New to the art world, former -analyst Sophia Hotung began her foray into illustrations as a form of physical therapy in recovery of several chronic illnesses. A project to redesign iconic posters of the famed New Yorker magazine into local “Hong Konger” parodies spurred Sophia into a sudden career change and a local fever for her sardonic art pieces.

A recent signing to Young Soy Gallery, Sophia continues to expand her ever-recognisable “Hong Konger” series, with new iterations released monthly.
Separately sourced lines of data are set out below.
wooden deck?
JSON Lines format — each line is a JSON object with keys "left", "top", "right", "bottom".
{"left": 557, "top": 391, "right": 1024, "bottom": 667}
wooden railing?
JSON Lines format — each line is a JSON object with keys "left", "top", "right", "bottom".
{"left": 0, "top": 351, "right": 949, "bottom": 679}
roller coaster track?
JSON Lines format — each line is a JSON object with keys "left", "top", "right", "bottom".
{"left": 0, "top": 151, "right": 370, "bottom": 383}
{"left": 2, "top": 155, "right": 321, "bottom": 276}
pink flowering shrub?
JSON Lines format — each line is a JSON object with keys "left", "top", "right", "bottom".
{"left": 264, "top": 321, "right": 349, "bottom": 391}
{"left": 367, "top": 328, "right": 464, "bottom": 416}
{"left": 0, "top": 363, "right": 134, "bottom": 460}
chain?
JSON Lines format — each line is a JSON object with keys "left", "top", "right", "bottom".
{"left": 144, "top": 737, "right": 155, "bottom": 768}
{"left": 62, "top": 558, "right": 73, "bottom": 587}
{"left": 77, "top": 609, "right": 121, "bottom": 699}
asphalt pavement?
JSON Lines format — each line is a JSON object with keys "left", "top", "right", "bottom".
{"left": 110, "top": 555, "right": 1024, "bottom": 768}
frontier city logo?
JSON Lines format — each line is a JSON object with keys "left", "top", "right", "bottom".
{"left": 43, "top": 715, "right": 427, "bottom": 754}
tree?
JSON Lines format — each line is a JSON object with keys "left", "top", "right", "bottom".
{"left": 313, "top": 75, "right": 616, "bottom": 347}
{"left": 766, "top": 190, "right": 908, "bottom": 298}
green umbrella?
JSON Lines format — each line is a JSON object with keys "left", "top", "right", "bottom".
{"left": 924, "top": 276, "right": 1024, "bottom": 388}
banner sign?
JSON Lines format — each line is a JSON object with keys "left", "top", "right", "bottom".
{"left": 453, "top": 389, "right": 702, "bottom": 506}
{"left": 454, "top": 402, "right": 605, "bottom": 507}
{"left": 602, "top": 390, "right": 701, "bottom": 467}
Her limited series prints are available through Young Soy’s website.

Ling Lin

Artist lingmuki (real name Ling Lin) exports a dreaminess we, Hong Kongers, have such as our forest green vistas, windswept beaches, and vibrant streetscapes onto canvas with thick brushstrokes emulating the height and depth of our incredibly dense city.

Ling sees her creations “depict[ing] nature, mirror[ing] the mundane.” Juicy and bright oranges, yellows, lime and dark greens, and turquoise are used in her primary selection to mirror the vibrance of Hong Kong’s flora and fauna to the canvas. 

Richard Phipson

Self-described “African in Hong Kong” Richard Phipson trades his time tattooing bold-lined cartoonish designs at Star-crossed Tattoos for the paint brush, ink, and paper designing grey collaged works exploring themes such as death, prayer, pain, and transcendence.

Richard’s abstract pieces sold with Young Soy’s collection focus on the imagery of the skull and the unknown in our universe. Whilst his skin work features ever-bright greens, blues, reds, and yellows, Richard’s use of black and grey to shape the canvas forces us to focus on life's prime states: purgatory, death, life, birth.